Quando pensamos em fazer o melhor, em dar o melhor de nós para Deus, o que queremos de fato dizer? Qual é a vontade do nosso coração e mente? Que entendimento temos de dar o melhor de nós para Deus? Podemos nós oferecer algo de bom a Deus? Existe algum sacrifício, alguma oferta que podemos colocar diante do Senhor?

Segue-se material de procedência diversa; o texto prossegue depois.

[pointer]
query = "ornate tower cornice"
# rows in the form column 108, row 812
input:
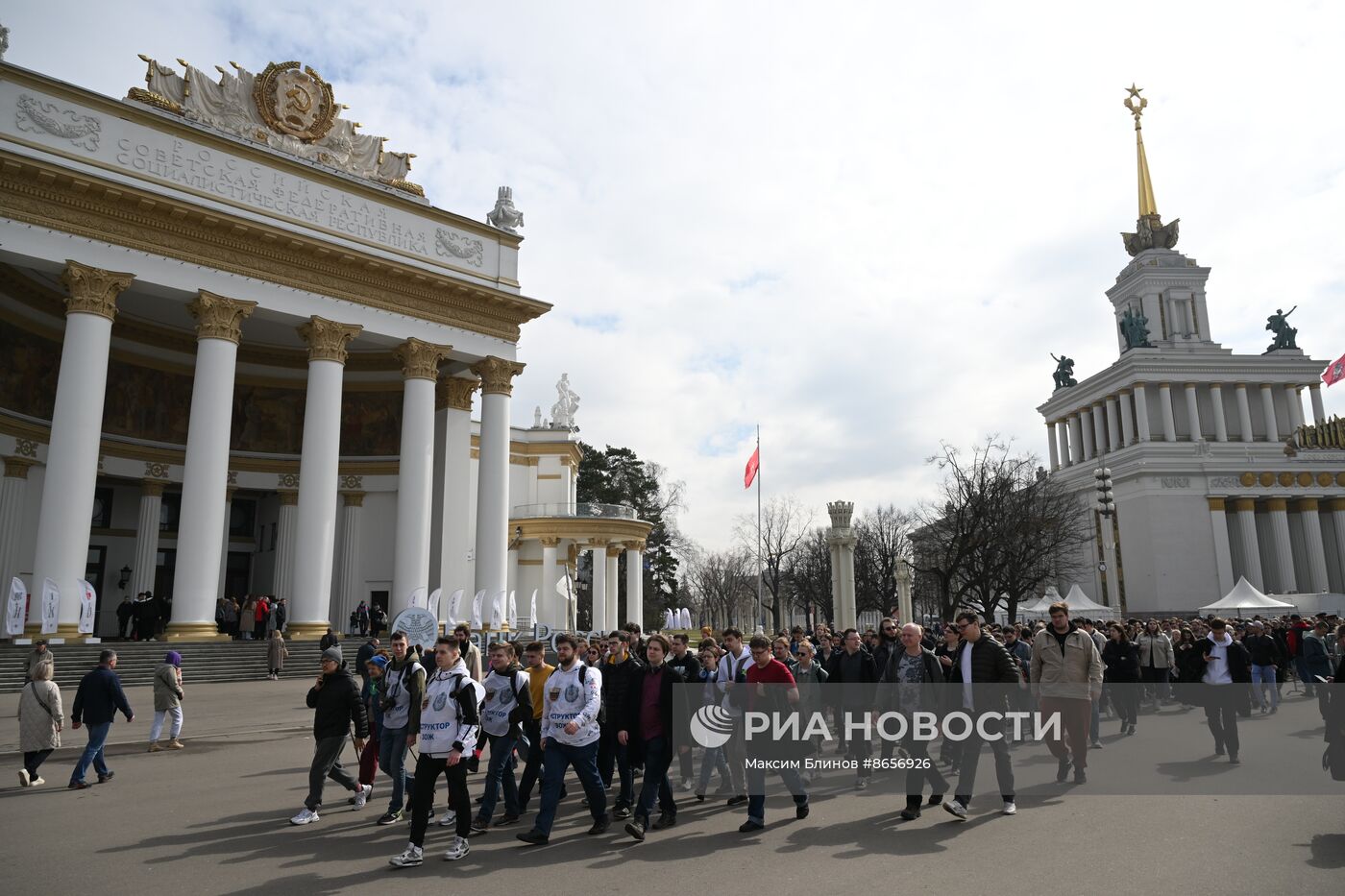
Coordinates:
column 219, row 318
column 93, row 289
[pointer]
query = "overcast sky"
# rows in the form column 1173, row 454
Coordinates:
column 863, row 227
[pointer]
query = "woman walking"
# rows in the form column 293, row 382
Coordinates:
column 167, row 702
column 40, row 720
column 276, row 654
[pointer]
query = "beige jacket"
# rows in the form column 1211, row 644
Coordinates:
column 1073, row 673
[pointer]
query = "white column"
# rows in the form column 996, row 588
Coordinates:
column 11, row 516
column 1244, row 413
column 1246, row 509
column 454, row 402
column 1317, row 579
column 147, row 536
column 1223, row 550
column 66, row 513
column 1295, row 406
column 286, row 530
column 1127, row 426
column 352, row 576
column 1113, row 424
column 414, row 470
column 635, row 583
column 493, row 473
column 1142, row 412
column 206, row 472
column 1193, row 413
column 1216, row 399
column 1076, row 439
column 315, row 533
column 1318, row 409
column 1278, row 509
column 1268, row 410
column 550, row 604
column 598, row 560
column 1165, row 402
column 614, row 587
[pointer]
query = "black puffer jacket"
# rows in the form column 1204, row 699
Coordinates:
column 336, row 704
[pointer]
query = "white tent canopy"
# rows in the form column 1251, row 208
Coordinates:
column 1082, row 604
column 1244, row 596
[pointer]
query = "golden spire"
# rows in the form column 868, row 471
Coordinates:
column 1146, row 188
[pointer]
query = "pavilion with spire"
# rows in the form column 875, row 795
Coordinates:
column 1212, row 473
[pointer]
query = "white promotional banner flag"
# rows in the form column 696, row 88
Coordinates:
column 15, row 608
column 50, row 606
column 477, row 610
column 87, row 607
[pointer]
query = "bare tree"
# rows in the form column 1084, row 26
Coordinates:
column 784, row 526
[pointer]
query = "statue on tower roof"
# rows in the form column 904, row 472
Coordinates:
column 1150, row 230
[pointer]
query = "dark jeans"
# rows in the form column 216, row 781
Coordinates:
column 93, row 752
column 555, row 759
column 428, row 768
column 327, row 764
column 500, row 771
column 1221, row 714
column 33, row 759
column 614, row 754
column 658, row 758
column 756, row 790
column 971, row 758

Precisamos ter o entendimento claro a cerca das coisas do reino, da vontade do Senhor e do seu desejo para as nossas vidas. Enquanto não compreendermos o fundamento de como as coisas funciona no reino de Deus, nunca poderemos oferecer o melhor a Deus. Sim, é verdade, podemos empenhar, podemos trabalhar, podemos fazer muitas coisas; mas se não forem realizadas segundo a vontade do Espírito Santo, sem o direcionamento do seu querer, sem submissão, sem dependência nunca será agradável a Deus.

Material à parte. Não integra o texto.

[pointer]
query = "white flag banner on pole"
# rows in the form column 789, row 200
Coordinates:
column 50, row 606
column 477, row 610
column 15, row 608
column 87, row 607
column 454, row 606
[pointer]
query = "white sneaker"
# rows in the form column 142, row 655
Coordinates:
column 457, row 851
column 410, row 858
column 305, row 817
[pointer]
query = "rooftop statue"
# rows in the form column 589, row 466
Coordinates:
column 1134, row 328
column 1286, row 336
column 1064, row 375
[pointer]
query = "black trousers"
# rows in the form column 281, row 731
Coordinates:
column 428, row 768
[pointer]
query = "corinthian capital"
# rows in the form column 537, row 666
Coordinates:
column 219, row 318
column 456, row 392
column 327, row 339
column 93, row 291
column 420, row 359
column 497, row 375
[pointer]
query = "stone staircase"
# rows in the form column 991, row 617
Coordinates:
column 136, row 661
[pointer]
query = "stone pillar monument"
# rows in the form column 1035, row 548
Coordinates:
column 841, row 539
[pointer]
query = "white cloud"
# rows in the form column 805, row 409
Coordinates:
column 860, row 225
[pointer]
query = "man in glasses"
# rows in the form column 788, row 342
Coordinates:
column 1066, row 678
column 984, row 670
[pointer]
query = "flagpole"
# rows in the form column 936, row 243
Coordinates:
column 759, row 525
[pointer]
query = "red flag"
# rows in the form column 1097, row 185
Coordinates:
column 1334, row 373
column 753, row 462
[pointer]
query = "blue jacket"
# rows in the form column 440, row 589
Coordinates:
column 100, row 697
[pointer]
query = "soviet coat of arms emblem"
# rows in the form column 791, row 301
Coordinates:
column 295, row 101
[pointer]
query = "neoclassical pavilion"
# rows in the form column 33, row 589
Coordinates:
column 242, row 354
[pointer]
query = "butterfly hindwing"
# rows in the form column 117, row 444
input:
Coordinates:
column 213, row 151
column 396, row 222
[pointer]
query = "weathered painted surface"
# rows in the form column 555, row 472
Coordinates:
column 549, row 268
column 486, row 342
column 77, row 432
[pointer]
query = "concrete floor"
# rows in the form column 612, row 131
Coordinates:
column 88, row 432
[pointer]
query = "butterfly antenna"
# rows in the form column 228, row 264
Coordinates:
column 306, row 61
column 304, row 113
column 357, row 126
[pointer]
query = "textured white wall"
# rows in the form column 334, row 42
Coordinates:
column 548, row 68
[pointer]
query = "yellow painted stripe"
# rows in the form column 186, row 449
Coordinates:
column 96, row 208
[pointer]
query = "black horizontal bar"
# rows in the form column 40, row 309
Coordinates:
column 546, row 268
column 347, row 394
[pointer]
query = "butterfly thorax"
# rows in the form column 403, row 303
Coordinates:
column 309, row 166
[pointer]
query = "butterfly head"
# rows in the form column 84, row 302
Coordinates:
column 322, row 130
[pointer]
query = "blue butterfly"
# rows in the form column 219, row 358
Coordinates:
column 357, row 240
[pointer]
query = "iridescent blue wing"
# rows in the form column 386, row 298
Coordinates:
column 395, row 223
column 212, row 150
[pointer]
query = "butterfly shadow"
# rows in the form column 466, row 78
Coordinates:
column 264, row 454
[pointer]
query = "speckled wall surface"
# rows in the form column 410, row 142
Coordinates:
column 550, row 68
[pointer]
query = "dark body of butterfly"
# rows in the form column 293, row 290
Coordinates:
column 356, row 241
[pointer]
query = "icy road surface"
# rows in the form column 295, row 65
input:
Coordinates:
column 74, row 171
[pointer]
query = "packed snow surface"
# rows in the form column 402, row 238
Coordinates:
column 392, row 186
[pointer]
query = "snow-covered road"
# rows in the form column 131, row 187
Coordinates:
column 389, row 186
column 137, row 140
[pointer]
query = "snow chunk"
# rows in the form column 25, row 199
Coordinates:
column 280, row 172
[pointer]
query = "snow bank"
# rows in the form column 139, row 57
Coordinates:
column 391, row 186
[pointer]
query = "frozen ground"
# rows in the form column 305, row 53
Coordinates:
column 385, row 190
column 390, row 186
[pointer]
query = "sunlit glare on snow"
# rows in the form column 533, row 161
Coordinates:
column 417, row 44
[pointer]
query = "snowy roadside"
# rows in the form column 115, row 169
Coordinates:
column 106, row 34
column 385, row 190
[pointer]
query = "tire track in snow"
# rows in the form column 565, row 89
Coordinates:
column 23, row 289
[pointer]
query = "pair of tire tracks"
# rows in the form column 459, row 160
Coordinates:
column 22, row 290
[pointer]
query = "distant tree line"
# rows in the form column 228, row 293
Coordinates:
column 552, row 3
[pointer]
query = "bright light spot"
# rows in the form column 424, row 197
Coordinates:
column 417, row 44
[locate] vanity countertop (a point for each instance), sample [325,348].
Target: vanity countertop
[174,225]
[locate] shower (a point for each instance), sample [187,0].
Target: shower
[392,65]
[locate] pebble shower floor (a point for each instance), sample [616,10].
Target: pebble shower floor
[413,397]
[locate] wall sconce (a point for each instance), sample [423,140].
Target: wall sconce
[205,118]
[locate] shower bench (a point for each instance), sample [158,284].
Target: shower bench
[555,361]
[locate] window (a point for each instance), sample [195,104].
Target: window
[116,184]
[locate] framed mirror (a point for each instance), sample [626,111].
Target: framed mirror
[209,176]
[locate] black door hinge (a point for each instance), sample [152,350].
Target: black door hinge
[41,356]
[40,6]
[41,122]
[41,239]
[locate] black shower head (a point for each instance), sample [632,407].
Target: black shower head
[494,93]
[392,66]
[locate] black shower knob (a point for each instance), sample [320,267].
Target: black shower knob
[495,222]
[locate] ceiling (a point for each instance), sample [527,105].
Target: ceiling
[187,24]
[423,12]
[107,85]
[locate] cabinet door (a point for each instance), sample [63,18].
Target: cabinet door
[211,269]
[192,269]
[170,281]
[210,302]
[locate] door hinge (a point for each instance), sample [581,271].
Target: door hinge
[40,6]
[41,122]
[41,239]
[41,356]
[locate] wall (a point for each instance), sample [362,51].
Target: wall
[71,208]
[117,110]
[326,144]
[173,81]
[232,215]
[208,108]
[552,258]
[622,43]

Nós, por nós mesmos, na nossa inteligência, ou seja, na carne, não temos e nem podemos oferecer nada de bom a Deus. Não podemos fazer as coisas do reino no nosso entendimento, na nossa sabedoria e no discernimento humano. Deus pode usar tudo que somos, todo o conhecimento que temos, todo aprendizado pelo qual passamos; mas precisa haver, antes de mais nada, a dependência a entrega total a Deus do que somos.
Jesus afirmou o seguinte em uma resposta: “Respondeu-lhe Jesus: Amarás o Senhor, teu Deus, de todo o teu coração, de toda a tua alma e de todo o teu entendimento.” (Mateus 22:37, BEARA).

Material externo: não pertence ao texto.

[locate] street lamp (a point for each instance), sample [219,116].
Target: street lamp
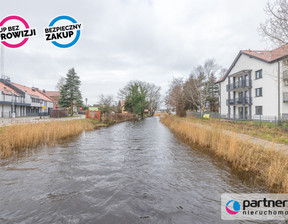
[13,109]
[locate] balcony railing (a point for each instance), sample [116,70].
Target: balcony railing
[238,101]
[285,97]
[239,85]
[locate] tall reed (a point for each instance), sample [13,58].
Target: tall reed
[20,138]
[269,165]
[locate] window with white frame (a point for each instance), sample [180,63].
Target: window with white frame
[259,110]
[258,92]
[258,74]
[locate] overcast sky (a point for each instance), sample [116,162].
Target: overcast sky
[123,40]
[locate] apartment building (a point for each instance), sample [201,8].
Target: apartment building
[256,85]
[19,100]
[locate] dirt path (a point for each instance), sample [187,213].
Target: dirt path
[24,120]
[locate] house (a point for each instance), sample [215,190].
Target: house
[19,100]
[256,85]
[54,95]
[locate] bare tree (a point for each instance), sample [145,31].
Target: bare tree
[106,102]
[153,97]
[152,94]
[200,87]
[60,83]
[275,28]
[175,96]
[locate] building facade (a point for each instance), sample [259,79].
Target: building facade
[256,86]
[19,100]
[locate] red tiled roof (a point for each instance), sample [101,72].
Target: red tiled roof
[43,95]
[29,90]
[7,90]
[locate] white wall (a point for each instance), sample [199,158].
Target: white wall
[268,82]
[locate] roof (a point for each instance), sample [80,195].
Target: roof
[266,56]
[37,93]
[52,93]
[7,90]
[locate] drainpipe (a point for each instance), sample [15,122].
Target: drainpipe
[279,114]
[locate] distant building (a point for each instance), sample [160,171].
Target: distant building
[54,95]
[256,84]
[123,106]
[20,100]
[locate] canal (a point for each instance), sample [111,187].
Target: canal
[132,172]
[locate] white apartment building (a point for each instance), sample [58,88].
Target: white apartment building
[20,100]
[256,85]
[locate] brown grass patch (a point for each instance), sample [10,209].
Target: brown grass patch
[20,138]
[269,165]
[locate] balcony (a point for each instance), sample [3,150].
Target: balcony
[239,85]
[285,97]
[239,101]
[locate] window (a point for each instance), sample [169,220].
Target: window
[258,92]
[259,110]
[258,74]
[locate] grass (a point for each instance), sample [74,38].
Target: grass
[20,138]
[17,139]
[266,131]
[269,166]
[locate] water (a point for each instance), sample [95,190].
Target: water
[132,172]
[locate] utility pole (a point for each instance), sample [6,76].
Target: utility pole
[2,60]
[279,112]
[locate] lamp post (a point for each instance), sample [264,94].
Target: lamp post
[13,109]
[13,105]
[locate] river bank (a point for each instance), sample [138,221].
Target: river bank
[20,138]
[268,163]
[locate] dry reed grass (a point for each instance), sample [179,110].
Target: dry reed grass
[20,138]
[269,165]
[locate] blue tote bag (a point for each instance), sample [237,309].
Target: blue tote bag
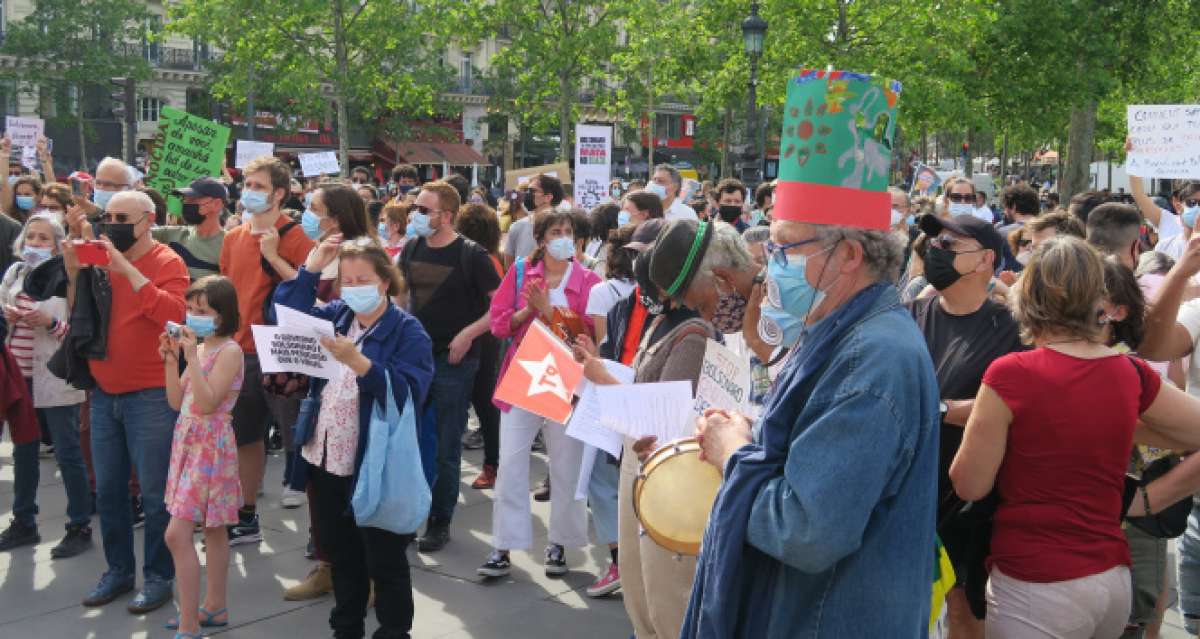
[391,493]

Amar a Deus de todo o coração, entendimento e alma, implica que amamos a Deus acima de nós mesmos. Pensamos primeiramente na vontade do Pai, no realizar do seu querer, depois, podemos até pensar em nossas necessidades; mas viveremos primeiramente para cumprir e realizar a vontade do Pai; conforme ensinamento e atitude de Jesus. Mas para amarmos a Deus acima de nós mesmos, precisamos morrer para nós. E morremos para nós, quando fazemos a natureza humana morrer, o desejo de nosso coração baseado no pensamento do mundo. Morrer para nós mesmos, é colocar a vontade do Pai em primeiro lugar, é abandonarmos o nosso orgulho, egoísmo, cobiça e tantas outras paixões da natureza humana; para então, vivermos a vontade de Deus.
Quando morremos para nós mesmos, então podemos oferecer o melhor para Deus. Mas não será o melhor baseado no pensamento humano; mas o melhor conforme o coração de Deus. Nos colocamos nas mãos do Pai, para sermos instrumentos para revelação da sua vontade, do seu querer. Fazemos estas coisas, não como autômatos; pois Deus não se agrada da falta de entendimento; mas fazemos como uma decisão de servir, como uma decisão de amor, em favor de outras vidas, em favor da manifestação da glória de Deus entre os homens.
Queremos oferecer o melhor para Deus? Se sim, a condição básica é primeiramente morrermos para nós mesmos, para tudo que somos, para todo entendimento que temos, para o nosso orgulho, inveja, egoísmo, ou mesmo para o que achamos ser limitação ou incapacidade. E nos colocamos nas mãos do Pai, para sermos instrumentos para realizar a sua vontade. Quando fazemos assim, podemos ser letrados ou iletrados, com estudo ou sem estudo, com facilidade de leitura ou sem facilidade, não importa; Deus nos usará para revelar a sua glória, para fazer a sua vontade e para cumprir o seu querer neste mundo. Este é o verdadeiro louvor que podemos oferecer, este é o verdadeiro sacrifício que é aceito diante do trono de Deus, o aroma suave que o agrada; pois quando fazemos assim, entendemos a natureza de Deus e o seu desejo para os homens.
Podemos oferecer o melhor para Deus? Sim, quando o fazemos conforme o Seu coração e não segundo o que pensamos.